Seliwanoff’s test is a chemical test which distinguishes between aldose and ketose sugars. If the sugar contains a ketone group, it is a ketose. If a sugar contains an aldehyde group, it is an aldose. This test relies on the principle that, when heated, ketoses are more rapidly dehydrated than aldoses. It is named after Theodor Seliwanoff, the chemist who devised the test. When added to a solution containing ketoses, a red color is formed rapidly indicating a positive test. When added to a solution containing aldoses, a slower forming light pink is observed instead. 
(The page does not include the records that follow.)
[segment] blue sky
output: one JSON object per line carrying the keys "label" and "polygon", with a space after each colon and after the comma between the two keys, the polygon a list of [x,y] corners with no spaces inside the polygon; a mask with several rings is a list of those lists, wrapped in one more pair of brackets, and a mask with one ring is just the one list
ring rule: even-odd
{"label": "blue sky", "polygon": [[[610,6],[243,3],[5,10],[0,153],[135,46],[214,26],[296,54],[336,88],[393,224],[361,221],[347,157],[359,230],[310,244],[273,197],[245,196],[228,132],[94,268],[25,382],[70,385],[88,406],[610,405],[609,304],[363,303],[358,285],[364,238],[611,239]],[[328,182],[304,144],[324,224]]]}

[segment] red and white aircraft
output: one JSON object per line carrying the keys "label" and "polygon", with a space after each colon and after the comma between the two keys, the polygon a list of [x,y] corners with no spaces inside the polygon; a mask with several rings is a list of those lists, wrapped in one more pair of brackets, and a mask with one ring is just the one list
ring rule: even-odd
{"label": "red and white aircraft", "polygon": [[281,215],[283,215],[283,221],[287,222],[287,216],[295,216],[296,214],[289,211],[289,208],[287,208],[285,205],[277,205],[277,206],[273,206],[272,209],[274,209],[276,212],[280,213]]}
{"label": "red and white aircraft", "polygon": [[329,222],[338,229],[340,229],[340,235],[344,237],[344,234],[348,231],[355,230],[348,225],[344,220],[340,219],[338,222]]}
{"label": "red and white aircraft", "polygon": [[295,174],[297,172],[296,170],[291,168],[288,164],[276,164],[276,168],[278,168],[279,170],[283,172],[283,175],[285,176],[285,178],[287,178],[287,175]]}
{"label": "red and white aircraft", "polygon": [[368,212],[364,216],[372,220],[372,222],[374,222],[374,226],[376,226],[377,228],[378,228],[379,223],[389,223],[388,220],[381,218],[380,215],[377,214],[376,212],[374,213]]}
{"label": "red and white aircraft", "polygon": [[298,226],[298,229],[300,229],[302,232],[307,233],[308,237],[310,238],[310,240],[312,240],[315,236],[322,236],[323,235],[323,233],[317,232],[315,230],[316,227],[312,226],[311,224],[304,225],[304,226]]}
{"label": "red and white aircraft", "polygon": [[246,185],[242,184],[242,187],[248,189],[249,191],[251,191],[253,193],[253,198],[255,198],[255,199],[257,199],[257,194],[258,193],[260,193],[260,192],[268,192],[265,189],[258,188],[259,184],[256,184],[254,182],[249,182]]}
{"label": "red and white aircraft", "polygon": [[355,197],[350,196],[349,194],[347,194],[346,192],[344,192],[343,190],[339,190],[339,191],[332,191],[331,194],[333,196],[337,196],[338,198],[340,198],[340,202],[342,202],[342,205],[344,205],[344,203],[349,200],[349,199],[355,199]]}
The reagents consist of resorcinol and concentrated hydrochloric acid:

 The acid hydrolysis of polysaccharide and oligosaccharide ketoses yields simpler sugars followed by furfural.
 The dehydrated ketose then reacts with two equivalents of resorcinol in a series of condensation reactions to produce a molecule with a deep cherry red color. 
 Aldoses may react slightly to produce a faint pink color.

Fructose and sucrose are two common sugars which give a positive test.  Sucrose gives a positive test as it is a disaccharide consisting of fructose and glucose.

Generally, 6M HCl is used to run this test. Ketoses are dehydrated faster and give stronger colors. Aldoses react very slowly and give faint colors.